Segundo José Alberto Vasco, depois daquele momento de tensão, rapidamente sanado, os Ex-Votos (que em 1994 lançam Cantigas do Bloqueio, com o êxito Subtilezas Porno-Populares, também conhecido como Pimba!) acabam por tornar-se parte da mobília, no Bar Ben Almanzor, onde actuam várias vezes ao longo dos anos. “Tendo- lhes mesmo cabido a honra de, em Fevereiro de 1998, serem a última banda a actuar no evento que encerrou esses históricos e gloriosos anos da movida alcobacense, o Rockalcoa”, explica.
Já os Estado Sónico, que existiam há dois anos, continuaram no caminho que os havia de levar a gravar um disco homónimo, em 1995. “A vitória [no Bar Ben] teve pelo menos o impacto de nos fazer querer fazer mais, tocar mais, compor mais, ir tocar ali outra vez e a outros lados. Deu-nos um sentimento de pertença a um mundo em que queríamos entrar e no qual sabíamos ser muito difícil ter alguma representatividade e oportunidades”, assinala o vocalista José Polido.
Para os Estado Sónico, tocar no Ben significava, segundo José Polido, ir ao cinema ver um filme para maiores de 18 anos quando se tem, apenas, 14. “Tudo escalava porque de repente a sala estava cheia de gente, de fumo, de cheiros e as caras estavam mesmo ali à nossa frente a olharem- nos nos olhos”, descreve.
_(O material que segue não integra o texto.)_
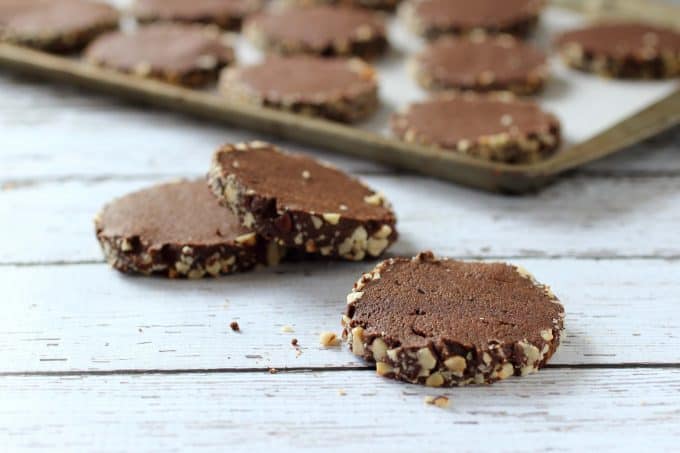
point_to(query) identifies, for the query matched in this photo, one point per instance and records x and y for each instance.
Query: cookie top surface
(466, 62)
(194, 10)
(447, 120)
(183, 213)
(479, 13)
(623, 39)
(445, 301)
(163, 47)
(305, 77)
(298, 183)
(317, 27)
(54, 17)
E a noite da consagração? “Tínhamos uma inocência e uma verdade no que fazíamos que era muito nossa. Acho que essa ingenuidade e intensidade que púnhamos na nossa música e nos concertos fez a diferença”.
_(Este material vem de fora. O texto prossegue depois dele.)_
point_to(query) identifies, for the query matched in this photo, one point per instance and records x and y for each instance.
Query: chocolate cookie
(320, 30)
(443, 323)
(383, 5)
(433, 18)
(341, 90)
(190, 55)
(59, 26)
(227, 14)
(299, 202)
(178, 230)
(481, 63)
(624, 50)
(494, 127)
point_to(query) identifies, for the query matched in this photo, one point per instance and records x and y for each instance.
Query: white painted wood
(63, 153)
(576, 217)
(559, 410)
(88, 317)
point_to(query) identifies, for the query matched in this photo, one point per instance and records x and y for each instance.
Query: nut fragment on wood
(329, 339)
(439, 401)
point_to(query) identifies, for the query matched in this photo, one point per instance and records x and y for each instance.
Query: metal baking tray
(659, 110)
A desilusão dos Ex-Votos não é a única derrota digna de registo em sete edições e há pelo menos mais uma vez em que a ordem dos factores se altera para honra aos vencedores, glória aos vencidos, com os Paranóia, de Leiria, a superarem os Gift, de Alcobaça, em 1994, primeiro ano da carreira conjunta de Sónia Tavares, Nuno Gonçalves, John Gonçalves e Miguel Ribeiro, à época ainda acompanhados por Ricardo Braga.
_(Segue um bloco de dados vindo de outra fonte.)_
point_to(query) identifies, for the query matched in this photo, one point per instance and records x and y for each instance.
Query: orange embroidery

Estado Sónico (1991, da Marinha Grande), Superpopadélico (1992, único colectivo de Alcobaça a receber o primeiro prémio), Vodka Pedra (1993, de Almada), Paranóia (1994, de Leiria), Blasted Mechanism (1995, de Oeiras), The Mouse Trap (1996, de Caldas da Rainha) e Virtualma (1997, de Leiria) ficam nos livros como vencedores do Concurso de Música Moderna de Alcobaça, “uma elegia à amizade e à partilha de estima e afeição”, diz José Alberto Vasco, sempre no Bar Ben, por onde passaram “centenas de músicos, miúdos que vinham de todo o País, uns mais abonados e outros menos”, que “muitas vezes” nem se sabia “onde comiam ou dormiam ou até se o faziam”, mas “todos animados por um espírito de conquista e vontade de mostrar a sua criatividade”, uma “genuína irmandade do rock nacional”.
Carlos Nunes (então gerente do Bar Ben) e José Alberto Vasco (colaborador de rádios e jornais na área da cultura) são os mentores do Concurso de Música Moderna de Alcobaça, cuja primeira sessão acontece a 5 de Julho de 1991, com os Épánãosei, de Alcobaça. E acontece, porque “havia muita nova banda a necessitar de palco”, num período em que a maioria dos concertos ocorriam em Lisboa e Porto.
“Quando a Blitz comemorou o 30.º aniversário, em 2014, fez uma interessante publicação sobre o panorama nacional dessa época e, nos 30 espaços de concerto referidos, o único que não se situava nas nossas duas maiores cidades era precisamente o Bar Ben”, aponta José Alberto Vasco. “Reflexo disso era o facto de o Ben ser frequentado por muita gente de fora de Alcobaça, nomeadamente de Leiria, Caldas da Rainha, Santarém e até Lisboa”.
A diversidade de linguagens na programação do Bar Ben, do jazz ao pop rock, reflecte-se no Concurso de Música Moderna, que atrai de tudo: influências de Manchester, grunge, trash metal, rockabilly, experimental e outros géneros. Com o regulamento a garantir liberdade de expressão, acredita José Alberto Vasco. “Marcava a diferença face a todos os outros, pois, além de não colocar limitações de duração nos temas, permitia que eles fossem elaborados em qualquer idioma”. E, logo em 1991, aparecem os Ode Filípica, de Leiria, com Carlos Matos (actualmente, presidente da Fade In) a cantar em… odês.